The dbscan package [6] includes a fast implementation of Hierarchical DBSCAN (HDBSCAN) and its related algorithm(s) for the R platform. This vignette introduces how to interface with these features. To understand how HDBSCAN works, we refer to an excellent Python Notebook resource that goes over the basic concepts of the algorithm (see the SciKit-learn docs). For the sake of simplicity, consider the same sample dataset from the notebook:

## Attaching package: 'dbscan'
## The following object is masked from 'package:stats':
##     as.dendrogram
plot(moons, pch=20)

To run the HDBSCAN algorithm, simply pass the dataset and the (single) parameter value ‘minPts’ to the hdbscan function.

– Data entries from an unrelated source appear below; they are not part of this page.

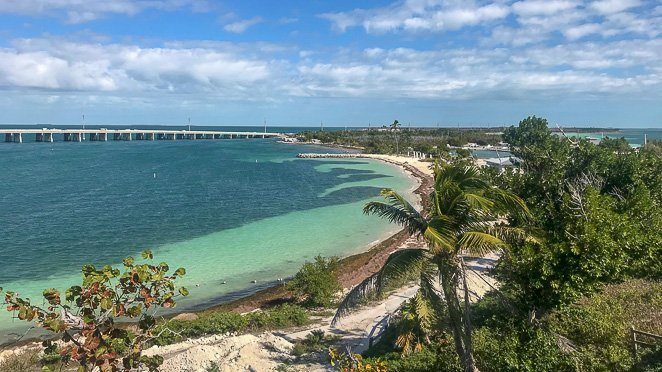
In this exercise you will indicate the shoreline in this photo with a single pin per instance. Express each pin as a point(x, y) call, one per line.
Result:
point(353, 268)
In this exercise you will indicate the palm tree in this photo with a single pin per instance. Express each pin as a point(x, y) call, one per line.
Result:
point(463, 216)
point(394, 127)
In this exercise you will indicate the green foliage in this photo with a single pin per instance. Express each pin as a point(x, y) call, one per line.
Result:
point(439, 356)
point(317, 282)
point(27, 361)
point(600, 324)
point(464, 214)
point(92, 308)
point(597, 213)
point(281, 316)
point(514, 347)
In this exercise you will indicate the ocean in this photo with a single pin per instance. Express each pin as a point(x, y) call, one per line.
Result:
point(232, 211)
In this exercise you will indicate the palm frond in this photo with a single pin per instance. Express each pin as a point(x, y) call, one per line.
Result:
point(509, 234)
point(440, 233)
point(477, 201)
point(479, 243)
point(397, 210)
point(506, 202)
point(398, 265)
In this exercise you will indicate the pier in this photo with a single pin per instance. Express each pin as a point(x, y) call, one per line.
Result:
point(104, 134)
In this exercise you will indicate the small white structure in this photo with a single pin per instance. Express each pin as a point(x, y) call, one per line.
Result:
point(499, 163)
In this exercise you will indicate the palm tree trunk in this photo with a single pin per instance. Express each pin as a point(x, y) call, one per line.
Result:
point(468, 344)
point(450, 271)
point(448, 284)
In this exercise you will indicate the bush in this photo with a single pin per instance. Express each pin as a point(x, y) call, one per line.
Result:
point(600, 324)
point(281, 316)
point(438, 356)
point(317, 282)
point(519, 348)
point(27, 361)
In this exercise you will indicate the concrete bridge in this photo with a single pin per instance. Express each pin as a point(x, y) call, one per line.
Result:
point(104, 134)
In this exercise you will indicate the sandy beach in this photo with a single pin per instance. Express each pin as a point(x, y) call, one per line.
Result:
point(268, 350)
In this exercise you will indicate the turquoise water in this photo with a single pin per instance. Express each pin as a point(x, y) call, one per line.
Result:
point(635, 137)
point(229, 211)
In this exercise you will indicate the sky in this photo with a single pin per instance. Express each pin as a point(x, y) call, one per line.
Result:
point(354, 63)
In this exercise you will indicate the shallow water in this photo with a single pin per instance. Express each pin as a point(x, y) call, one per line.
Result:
point(228, 210)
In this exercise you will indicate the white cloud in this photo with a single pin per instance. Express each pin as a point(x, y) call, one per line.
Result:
point(418, 15)
point(207, 71)
point(67, 66)
point(78, 11)
point(542, 7)
point(578, 32)
point(239, 27)
point(614, 6)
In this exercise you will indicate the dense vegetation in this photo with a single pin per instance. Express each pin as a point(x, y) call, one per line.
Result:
point(316, 283)
point(86, 320)
point(396, 139)
point(463, 218)
point(586, 270)
point(581, 266)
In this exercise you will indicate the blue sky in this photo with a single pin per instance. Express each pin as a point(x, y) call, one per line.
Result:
point(341, 62)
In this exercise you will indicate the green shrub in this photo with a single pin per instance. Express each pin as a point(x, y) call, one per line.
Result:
point(600, 324)
point(281, 316)
point(519, 348)
point(317, 282)
point(439, 356)
point(27, 361)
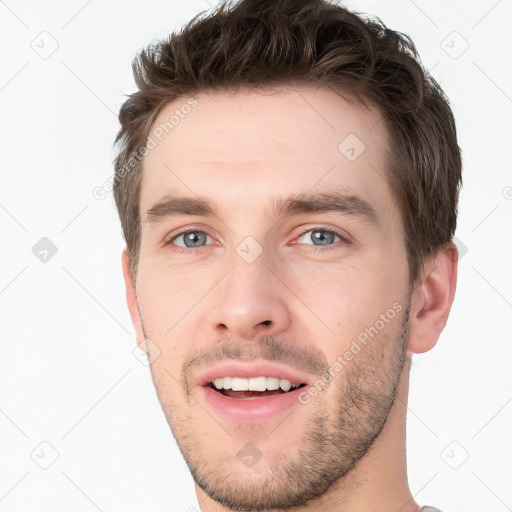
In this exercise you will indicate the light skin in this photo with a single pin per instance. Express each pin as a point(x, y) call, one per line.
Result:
point(345, 449)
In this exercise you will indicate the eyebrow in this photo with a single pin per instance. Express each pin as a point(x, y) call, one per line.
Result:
point(341, 202)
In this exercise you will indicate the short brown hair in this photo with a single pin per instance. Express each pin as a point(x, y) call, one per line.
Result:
point(255, 43)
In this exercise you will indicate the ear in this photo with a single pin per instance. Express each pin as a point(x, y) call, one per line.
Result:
point(432, 300)
point(131, 299)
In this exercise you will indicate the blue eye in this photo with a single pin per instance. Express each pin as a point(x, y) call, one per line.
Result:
point(190, 239)
point(320, 237)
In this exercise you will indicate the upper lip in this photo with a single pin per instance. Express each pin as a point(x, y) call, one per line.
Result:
point(248, 370)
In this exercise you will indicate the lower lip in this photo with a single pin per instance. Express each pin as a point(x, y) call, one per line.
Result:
point(257, 409)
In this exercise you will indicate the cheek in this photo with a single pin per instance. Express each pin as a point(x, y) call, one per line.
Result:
point(346, 298)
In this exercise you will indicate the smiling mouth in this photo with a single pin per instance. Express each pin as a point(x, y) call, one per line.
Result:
point(251, 395)
point(250, 389)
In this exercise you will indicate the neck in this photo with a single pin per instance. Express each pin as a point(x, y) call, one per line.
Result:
point(379, 481)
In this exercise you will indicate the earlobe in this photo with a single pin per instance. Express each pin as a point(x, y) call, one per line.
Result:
point(432, 300)
point(131, 299)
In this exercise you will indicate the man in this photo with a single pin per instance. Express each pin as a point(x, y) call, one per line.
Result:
point(287, 184)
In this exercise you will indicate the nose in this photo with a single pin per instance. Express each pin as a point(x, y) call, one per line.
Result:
point(250, 301)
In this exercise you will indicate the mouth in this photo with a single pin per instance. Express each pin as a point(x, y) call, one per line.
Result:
point(252, 388)
point(257, 392)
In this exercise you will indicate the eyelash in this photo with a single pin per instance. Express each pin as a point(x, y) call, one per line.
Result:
point(183, 250)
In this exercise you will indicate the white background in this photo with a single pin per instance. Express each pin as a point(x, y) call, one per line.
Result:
point(68, 374)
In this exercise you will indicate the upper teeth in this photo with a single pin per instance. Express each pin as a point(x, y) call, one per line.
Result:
point(253, 384)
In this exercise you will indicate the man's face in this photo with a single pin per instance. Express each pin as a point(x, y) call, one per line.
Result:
point(266, 288)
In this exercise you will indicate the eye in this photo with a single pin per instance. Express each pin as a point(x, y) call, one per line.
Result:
point(190, 239)
point(319, 236)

  cl <- hdbscan(moons, minPts = 5)
## HDBSCAN clustering for 100 objects.
## Parameters: minPts = 5
## The clustering contains 3 cluster(s) and 0 noise points.
##  1  2  3 
## 25 25 50 
## Available fields: cluster, minPts, coredist, cluster_scores,
##                   membership_prob, outlier_scores, hc

The ‘flat’ results are stored in the ‘cluster’ member. Noise points are given a value of 0, so increment by 1.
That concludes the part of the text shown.